I try to hold onto my equilibrium as I read Penelope Keith’s comments in Country Life Magazine on people divorcing in their 50’s and 60’s. Her comments are reproduced in The Daily Mail: http://dailym.ai/112A4Rf
‘If only we could educate people to go on living together for longer. It’s all these single dwellings, all these women in their 50s and 60s who suddenly want their own space, to be their own people. To do what?’
Ms Keith is bemoaning the fact that in her Surrey village, property prices are out of most people’s reach. She blames divorcing women.
One can only surmise that Ms Keith, or should we call her Mrs Keith doesn’t live in the real world.
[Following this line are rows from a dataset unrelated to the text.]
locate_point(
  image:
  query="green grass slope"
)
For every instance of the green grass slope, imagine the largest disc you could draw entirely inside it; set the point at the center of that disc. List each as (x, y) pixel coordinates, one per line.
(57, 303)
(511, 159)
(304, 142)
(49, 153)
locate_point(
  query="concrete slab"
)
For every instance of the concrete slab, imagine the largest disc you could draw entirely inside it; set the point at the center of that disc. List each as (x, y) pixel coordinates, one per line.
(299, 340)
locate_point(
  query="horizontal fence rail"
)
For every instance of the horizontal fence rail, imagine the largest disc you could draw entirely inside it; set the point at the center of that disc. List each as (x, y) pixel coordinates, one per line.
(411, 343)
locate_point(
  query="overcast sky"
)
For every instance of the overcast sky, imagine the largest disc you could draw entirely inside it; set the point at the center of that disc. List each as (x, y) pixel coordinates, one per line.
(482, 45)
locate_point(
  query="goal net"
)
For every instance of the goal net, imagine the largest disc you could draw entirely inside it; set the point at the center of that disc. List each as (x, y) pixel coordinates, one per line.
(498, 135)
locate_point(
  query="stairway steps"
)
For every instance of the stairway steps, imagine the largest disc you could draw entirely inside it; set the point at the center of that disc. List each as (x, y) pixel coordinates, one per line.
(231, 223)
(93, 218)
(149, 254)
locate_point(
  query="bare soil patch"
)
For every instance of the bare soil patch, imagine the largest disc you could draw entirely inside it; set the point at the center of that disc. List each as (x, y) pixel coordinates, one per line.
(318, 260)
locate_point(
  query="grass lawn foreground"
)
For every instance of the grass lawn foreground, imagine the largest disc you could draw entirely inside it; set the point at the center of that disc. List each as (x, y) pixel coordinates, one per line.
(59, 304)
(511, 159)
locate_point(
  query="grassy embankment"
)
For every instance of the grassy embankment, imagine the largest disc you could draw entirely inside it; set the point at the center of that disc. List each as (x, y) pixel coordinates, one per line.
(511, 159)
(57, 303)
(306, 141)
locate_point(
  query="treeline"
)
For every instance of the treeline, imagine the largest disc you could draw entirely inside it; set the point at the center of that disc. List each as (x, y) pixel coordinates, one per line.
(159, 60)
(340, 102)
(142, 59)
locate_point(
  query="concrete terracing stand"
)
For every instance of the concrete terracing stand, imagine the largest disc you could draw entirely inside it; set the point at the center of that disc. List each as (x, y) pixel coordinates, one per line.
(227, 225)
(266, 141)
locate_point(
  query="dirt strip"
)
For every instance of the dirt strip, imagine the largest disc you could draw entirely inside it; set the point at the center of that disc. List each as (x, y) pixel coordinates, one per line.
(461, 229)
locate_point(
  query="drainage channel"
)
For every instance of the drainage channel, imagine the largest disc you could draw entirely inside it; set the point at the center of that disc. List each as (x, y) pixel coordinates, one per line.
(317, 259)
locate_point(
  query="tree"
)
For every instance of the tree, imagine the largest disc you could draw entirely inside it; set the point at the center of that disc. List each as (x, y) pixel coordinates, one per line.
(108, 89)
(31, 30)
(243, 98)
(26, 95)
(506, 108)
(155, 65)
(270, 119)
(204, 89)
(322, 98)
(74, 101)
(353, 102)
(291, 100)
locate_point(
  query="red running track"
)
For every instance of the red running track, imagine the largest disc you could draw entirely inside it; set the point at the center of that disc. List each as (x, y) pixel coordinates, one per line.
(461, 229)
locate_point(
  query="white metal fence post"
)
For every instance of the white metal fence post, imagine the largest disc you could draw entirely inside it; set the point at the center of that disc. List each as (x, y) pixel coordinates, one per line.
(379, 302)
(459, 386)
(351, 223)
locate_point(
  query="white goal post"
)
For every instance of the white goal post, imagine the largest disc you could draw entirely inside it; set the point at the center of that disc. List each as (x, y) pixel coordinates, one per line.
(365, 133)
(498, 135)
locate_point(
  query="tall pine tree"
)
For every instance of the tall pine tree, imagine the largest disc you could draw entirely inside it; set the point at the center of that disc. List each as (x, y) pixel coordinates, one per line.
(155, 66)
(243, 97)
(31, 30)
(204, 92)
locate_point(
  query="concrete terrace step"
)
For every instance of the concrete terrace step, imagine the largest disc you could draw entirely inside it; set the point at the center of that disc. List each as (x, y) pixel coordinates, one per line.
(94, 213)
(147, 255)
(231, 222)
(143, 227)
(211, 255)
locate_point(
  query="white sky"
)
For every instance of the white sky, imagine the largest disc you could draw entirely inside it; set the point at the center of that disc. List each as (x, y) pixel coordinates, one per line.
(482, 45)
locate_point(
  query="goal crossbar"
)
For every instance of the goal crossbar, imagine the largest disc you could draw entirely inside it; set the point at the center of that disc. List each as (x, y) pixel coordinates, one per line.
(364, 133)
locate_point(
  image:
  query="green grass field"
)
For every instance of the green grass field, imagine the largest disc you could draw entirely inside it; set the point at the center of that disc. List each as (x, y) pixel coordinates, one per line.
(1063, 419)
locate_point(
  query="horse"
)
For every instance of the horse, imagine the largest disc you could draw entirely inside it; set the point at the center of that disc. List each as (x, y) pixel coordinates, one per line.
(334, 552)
She must think that women in their 50’s and 60’s who find themselves divorced do so in a tra la la fashion, gaily stepping into the shoes of singledom so that they can live in an often smaller home, away from all that they have known for the last 30 odd years. Perhaps Ms (Sorry, Mrs) Keith thinks that divorce is a joyful thing, something to be relished and looked forward to in later years and that a bi-product of it is to inadvertently push up house prices in an area where I am sure her house is priced beyond the reach of many.
Well, Ms Keith, if you would care to be a fly on the wall in one of our support groups, or workshops, you would in fact, see fairly quickly, that no-one chooses to be divorced or separated lightly, or without much thought often over many years. Or indeed, often those women that you see living in ‘single dwellings’ as you so lovingly call them, often find themselves separated against their will or choice by a husband who has chosen to look elsewhere.
Think again Ms Keith and perhaps after that you might just have a little empathy and dare I say it – understanding.